But this was not the case. His very conservative parents and strict upbringing completely threw the boy off-course, setting in motion a cunning killing machine who will be forever remembered as the Acid Bath Murderer.

Haigh was convicted of brutally murdering six people, while he himself claimed he had killed nine. The serial killer started out as a petty thief, with biblical delusions that he was unpunishable by the authorities.

John George Haigh (24 July 1909 – 10 August 1949), The Acid Bath Murderer Photo Credit


Haigh’s parents were in a highly conservative sect, the Plymouth Brethren. The parents went with extreme measures like confining the young man to the house within 3 meter walls, never letting him go outside, and forbidding him to play with toys, as it was regarded “sinful”.Photo Credit

What makes his case bizarre is that he used vats full of sulphuric acid to “clean-up” his crimes. After killing his victims, he robbed them of valuable possessions before dumping the bodies in a vat full of acid. After two days, the bodies turned to organic sludge, which made it easier for him to pour the remains into the sewer.

He learned this gruesome method from experimenting with mice.

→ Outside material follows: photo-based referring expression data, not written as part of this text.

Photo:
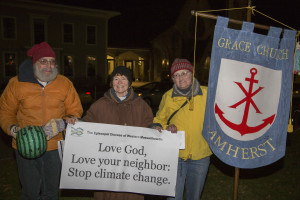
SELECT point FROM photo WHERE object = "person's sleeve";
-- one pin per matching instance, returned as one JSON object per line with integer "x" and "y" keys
{"x": 147, "y": 114}
{"x": 91, "y": 115}
{"x": 161, "y": 116}
{"x": 72, "y": 103}
{"x": 8, "y": 108}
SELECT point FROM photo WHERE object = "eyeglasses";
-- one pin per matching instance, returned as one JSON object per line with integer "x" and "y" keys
{"x": 182, "y": 74}
{"x": 45, "y": 62}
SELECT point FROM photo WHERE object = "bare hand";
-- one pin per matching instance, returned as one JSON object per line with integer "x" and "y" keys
{"x": 70, "y": 119}
{"x": 159, "y": 128}
{"x": 172, "y": 128}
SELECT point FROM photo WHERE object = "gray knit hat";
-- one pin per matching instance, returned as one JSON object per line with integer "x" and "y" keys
{"x": 180, "y": 64}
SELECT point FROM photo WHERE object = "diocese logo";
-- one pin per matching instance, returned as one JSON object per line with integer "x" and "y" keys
{"x": 76, "y": 131}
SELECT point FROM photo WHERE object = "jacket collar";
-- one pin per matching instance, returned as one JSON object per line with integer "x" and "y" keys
{"x": 113, "y": 96}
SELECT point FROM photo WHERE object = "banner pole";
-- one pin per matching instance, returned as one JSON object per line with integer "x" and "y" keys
{"x": 209, "y": 16}
{"x": 236, "y": 182}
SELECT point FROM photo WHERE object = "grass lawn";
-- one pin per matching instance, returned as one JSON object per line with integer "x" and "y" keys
{"x": 278, "y": 181}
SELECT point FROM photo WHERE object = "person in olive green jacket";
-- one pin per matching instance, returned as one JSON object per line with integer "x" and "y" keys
{"x": 188, "y": 98}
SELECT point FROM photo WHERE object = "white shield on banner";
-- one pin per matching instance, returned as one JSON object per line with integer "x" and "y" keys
{"x": 247, "y": 97}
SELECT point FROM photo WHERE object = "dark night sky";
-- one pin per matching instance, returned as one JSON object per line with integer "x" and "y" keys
{"x": 155, "y": 15}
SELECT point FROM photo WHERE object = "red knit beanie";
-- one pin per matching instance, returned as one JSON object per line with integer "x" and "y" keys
{"x": 40, "y": 50}
{"x": 180, "y": 64}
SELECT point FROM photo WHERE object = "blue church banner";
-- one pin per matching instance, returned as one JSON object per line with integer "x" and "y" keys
{"x": 249, "y": 94}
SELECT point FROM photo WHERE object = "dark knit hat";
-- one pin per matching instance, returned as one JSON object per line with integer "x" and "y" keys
{"x": 40, "y": 50}
{"x": 122, "y": 70}
{"x": 180, "y": 64}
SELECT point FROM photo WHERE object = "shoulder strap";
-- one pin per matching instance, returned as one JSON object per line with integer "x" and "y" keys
{"x": 176, "y": 111}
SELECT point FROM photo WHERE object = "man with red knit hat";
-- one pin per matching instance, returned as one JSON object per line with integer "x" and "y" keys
{"x": 39, "y": 96}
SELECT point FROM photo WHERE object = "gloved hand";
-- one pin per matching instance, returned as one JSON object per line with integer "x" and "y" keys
{"x": 53, "y": 127}
{"x": 14, "y": 130}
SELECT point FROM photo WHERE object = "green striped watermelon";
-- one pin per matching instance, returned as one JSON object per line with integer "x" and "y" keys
{"x": 31, "y": 142}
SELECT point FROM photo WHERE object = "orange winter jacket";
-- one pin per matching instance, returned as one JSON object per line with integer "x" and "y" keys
{"x": 25, "y": 102}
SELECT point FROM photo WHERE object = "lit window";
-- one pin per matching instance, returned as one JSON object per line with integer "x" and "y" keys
{"x": 68, "y": 65}
{"x": 10, "y": 65}
{"x": 91, "y": 66}
{"x": 91, "y": 33}
{"x": 38, "y": 30}
{"x": 110, "y": 64}
{"x": 68, "y": 33}
{"x": 9, "y": 28}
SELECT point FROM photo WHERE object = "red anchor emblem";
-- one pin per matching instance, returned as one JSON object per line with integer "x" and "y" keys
{"x": 243, "y": 128}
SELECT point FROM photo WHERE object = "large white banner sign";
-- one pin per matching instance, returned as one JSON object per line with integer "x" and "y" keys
{"x": 119, "y": 158}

The rodent’s bodies only needed 30 minutes to completely dissolve in the highly acidic substance.

The police records and evidence claim that Haigh was cunning, but not witty. He learned about the corpus delicti law terminology, which claimed that “a crime must be proved to have occurred before a person can be convicted of committing that crime.” He thought that “in the absence of a body of evidence, murder could not be proven”.

Police photograph of John Haigh, The Acid Bath Murderer (1949)


Constance Lane, a friend of the wealthy widow Olive Durand-Deacon, Haigh’s last unfortunate victim, alerted the police that her friend was missing and sparked the investigation which would imprison him. Apparently, the killer was an acquaintance of Durand-Deacon. He lied to her about being an engineer and said he would meet her in order to discuss an idea for artificial fingernails.


Panoramic photograph of Wandsworth Prison, where Haigh was imprisoned and hanged. The prison had boasted famous criminals like George Chapman (believed to be the infamous Jack the Ripper), Oscar Wilde, British fascist John Amery, Julian Assange, and Charles Salvador, Britain’s most feared criminal who has never actually murdered anyone. Photo Credit

Haigh shot Durand-Deacon with his .38 caliber Webley revolver in the back of her head, took her valuables, and proceeded to dump the body in a vat. Detectives inquired about his theft and fraud record, which raised suspicion and decided to search his workshop where the vats were. They managed to find a dry cleaner’s receipt for Mrs. Durand-Deacon’s coat, which led to Haigh’s capture.

Further investigating the workshop, famous pathologist Keith Simpson discovered gallstones and teeth in the sulphuric acid vats, where Mrs. Durand-Deacon’s dentist recognized them as hers.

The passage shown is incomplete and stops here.